Re: [PATCH v2 5/7] drm/panfrost: Make reset sequence deal with an active HWPerf session

From: Adrián Larumbe

Date: Tue Jun 16 2026 - 18:41:31 EST

On 2026-06-04 20:26:13+02:00, Boris Brezillon wrote:
> On Thu, 04 Jun 2026 18:35:24 +0100
> Adrián Larumbe <adrian.larumbe@xxxxxxxxxxxxx> wrote:
>
> > Right now, if there's a HW reset and an HWPerf session is active,
> > panfrost_mmu_reset() will reset the AS count for every single open file's
> > mmu struct back to 0, and also invalidate their AS numbers. Then, when
> > disabling hwperf, panfrost_mmu_as_put() will WARN that mmu->as_count is
> > less than zero.
> >
> > Fix this by introducing a perfcnt HW reset path.
> >
> > The choice was made to render perfcnt unusable after reset, so that a
> > user might have to reprogram it with a full disable/enable sequence
> > before requesting more perfcnt dumps.
>
> Can't we do better than that.
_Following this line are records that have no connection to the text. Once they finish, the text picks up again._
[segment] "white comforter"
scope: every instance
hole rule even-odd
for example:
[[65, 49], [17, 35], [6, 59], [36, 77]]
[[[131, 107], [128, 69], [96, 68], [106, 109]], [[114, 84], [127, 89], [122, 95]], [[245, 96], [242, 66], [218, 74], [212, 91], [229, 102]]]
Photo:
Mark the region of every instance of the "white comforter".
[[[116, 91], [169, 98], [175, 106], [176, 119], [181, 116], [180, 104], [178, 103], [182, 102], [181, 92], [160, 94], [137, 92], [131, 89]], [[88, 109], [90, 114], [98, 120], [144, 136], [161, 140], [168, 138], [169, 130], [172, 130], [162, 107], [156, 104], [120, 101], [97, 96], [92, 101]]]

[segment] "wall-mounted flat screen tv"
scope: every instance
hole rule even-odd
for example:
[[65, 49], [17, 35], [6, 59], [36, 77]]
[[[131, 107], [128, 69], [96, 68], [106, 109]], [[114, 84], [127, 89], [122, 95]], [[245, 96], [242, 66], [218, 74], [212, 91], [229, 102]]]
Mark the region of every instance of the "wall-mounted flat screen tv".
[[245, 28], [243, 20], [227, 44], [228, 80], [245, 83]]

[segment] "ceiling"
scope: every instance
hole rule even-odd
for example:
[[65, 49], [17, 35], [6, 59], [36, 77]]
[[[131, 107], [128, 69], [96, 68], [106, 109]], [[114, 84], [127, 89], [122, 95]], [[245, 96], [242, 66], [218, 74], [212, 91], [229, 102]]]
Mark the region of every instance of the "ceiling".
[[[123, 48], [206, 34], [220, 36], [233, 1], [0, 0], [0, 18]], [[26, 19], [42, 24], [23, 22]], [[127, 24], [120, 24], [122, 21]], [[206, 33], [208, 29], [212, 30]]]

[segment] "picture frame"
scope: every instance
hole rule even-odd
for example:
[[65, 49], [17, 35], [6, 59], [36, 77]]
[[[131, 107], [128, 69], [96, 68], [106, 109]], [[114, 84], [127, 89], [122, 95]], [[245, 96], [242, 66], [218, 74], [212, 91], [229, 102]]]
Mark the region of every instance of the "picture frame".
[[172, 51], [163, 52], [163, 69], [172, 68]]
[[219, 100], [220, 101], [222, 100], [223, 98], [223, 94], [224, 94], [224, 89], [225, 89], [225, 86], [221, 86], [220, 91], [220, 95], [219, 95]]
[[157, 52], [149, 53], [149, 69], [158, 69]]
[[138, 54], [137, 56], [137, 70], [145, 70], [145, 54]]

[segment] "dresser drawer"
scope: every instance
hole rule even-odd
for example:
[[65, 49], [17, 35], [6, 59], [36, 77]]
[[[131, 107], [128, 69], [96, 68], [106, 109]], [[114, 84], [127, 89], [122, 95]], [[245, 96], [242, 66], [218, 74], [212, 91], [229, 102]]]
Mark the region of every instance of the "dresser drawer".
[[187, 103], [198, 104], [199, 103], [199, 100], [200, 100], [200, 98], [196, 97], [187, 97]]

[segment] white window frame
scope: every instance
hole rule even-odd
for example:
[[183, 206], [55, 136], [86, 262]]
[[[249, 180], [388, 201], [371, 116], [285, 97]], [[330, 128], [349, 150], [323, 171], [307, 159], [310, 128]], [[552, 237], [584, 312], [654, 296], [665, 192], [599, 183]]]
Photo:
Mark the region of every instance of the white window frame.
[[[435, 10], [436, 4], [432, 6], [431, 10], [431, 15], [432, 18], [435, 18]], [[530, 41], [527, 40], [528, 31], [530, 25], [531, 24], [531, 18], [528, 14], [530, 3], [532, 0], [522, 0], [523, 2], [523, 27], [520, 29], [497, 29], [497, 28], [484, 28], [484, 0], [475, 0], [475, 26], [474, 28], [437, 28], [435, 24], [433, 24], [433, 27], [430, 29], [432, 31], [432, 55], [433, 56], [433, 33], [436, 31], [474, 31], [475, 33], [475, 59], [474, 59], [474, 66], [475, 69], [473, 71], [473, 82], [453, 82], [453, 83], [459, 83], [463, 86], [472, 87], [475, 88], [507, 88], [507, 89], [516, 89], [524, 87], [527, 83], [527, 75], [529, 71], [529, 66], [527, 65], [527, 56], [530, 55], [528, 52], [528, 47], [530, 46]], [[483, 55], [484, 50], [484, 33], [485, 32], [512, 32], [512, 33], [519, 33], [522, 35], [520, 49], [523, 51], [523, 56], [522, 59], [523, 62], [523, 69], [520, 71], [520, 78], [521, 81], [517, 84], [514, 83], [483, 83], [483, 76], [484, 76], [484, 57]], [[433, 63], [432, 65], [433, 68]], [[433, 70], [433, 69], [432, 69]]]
We store the config of the perf session,
> so if a reset is in progress, we can simply block on it, restore the
> old config in the post_reset path, and get going with the DUMP request
> once the reset has been done. There's certainly something to do to
> report the discontinuity to userspace, but that's something we can
> reflect through and extra field added to drm_panfrost_perfcnt_dump.

Do you mean perfcnt_dump() should wait until the reset is finished in the ioctl
itself? However it makes me wonder what we could do when the reset happens and
there's an going perfcnt_enable() ioctl, and the reset might render the initialised
state void.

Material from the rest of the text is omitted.